THE Joint United Nations Programme on HIV/AIDS (UNAIDS) has called for an urgent need to scale up HIV treatment and testing at a global level to ensure the newly discovered HIV sub-type does not spread to the level of crippling the global health system.

By Michael Gwarisa

A newly published research from the Netherlands revealed that the HIV variant is  a more transmissible and damaging variant and people living with the newly revealed HIV subtype experience double the rate of immune system decline (CD4 count) and have higher HIV viral loads (amount of virus in the blood) as well as increased  vulnerability to developing AIDS two to three times faster after diagnosis than if they were living with other strains of the virus.

The study, led by researchers from the University of Oxford’s Big Data Institute, was the first to discover the subtype-B of the virus. The study also revealed that the variant has been circulating in the Netherlands for years and remains receptive to HIV treatment.

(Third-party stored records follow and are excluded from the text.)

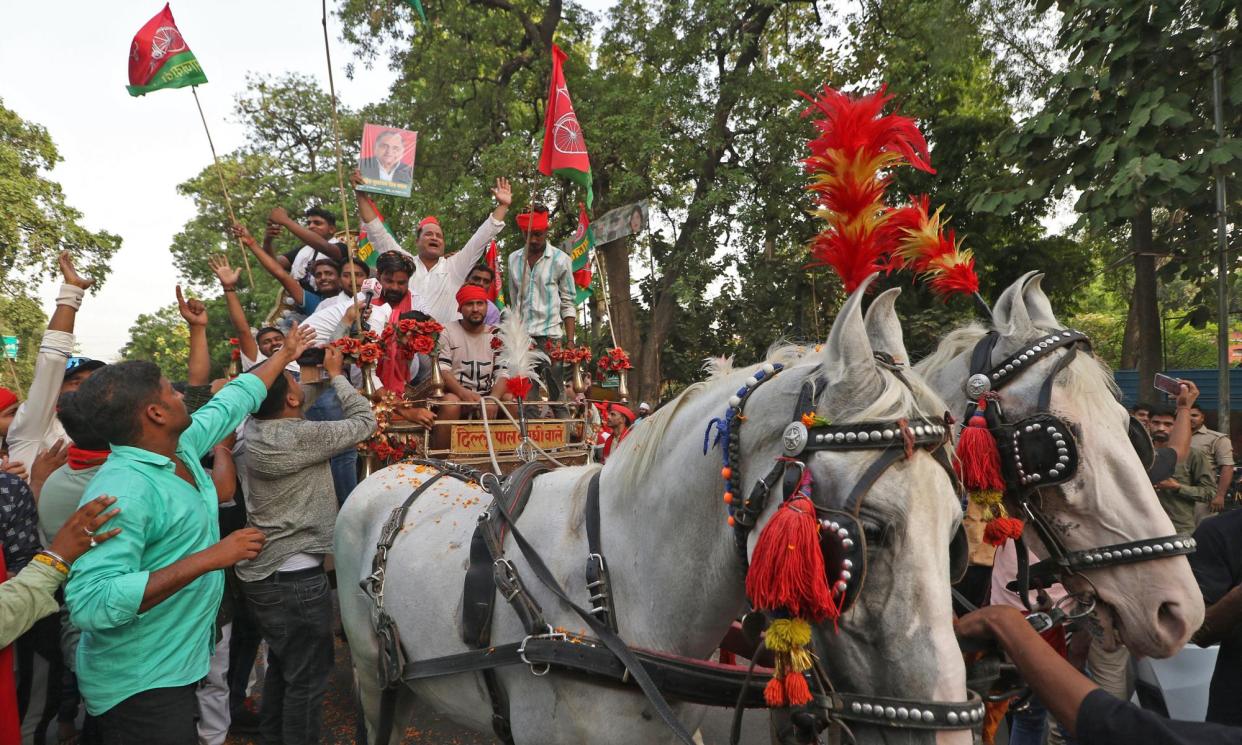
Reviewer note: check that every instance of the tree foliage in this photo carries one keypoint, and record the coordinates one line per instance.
(35, 221)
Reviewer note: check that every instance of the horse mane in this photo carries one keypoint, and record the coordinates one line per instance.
(896, 400)
(1087, 379)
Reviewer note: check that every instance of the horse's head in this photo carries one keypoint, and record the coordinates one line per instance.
(876, 474)
(1107, 499)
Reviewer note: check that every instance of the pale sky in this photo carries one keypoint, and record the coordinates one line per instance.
(66, 67)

The HIV pandemic continues to take a life every minute and scientists have long worried about the evolution of new, more transmissible, variants of HIV. This newly identified variant does not represent a major public health threat but underscores the urgency of speeding up efforts to halt the HIV pandemic.

Ten million people living with HIV worldwide are not yet on treatment, fuelling the continued spread of the virus and potential for further variants,” said Eamonn Murphy, UNAIDS Deputy Executive Director, Programme, a.i.

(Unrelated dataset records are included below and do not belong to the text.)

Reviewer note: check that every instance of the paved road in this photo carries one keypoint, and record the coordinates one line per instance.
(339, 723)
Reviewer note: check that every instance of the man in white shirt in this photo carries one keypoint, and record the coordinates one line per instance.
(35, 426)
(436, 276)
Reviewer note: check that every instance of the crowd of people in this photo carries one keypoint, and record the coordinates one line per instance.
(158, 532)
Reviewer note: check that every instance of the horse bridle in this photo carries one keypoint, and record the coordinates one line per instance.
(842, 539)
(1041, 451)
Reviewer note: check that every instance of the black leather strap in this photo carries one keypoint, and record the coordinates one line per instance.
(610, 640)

“We urgently need to deploy cutting-edge medical innovations in ways that reach the communities most in need. Whether it’s HIV treatment or COVID-19 vaccines, inequalities in access are perpetuating pandemics in ways that harm us all.”

HIV remains the deadliest pandemic of our time—an estimated 79 million people have become infected with the virus, for which there is still no vaccine and no cure. Some 36 million people have died from AIDS-related illnesses since the start of the pandemic and 1.5 million people were newly infected with HIV in 2020. Of the 38 million people living with HIV today, 28 million are on life-saving antiretroviral therapy, keeping them alive and well and preventing transmission of the virus.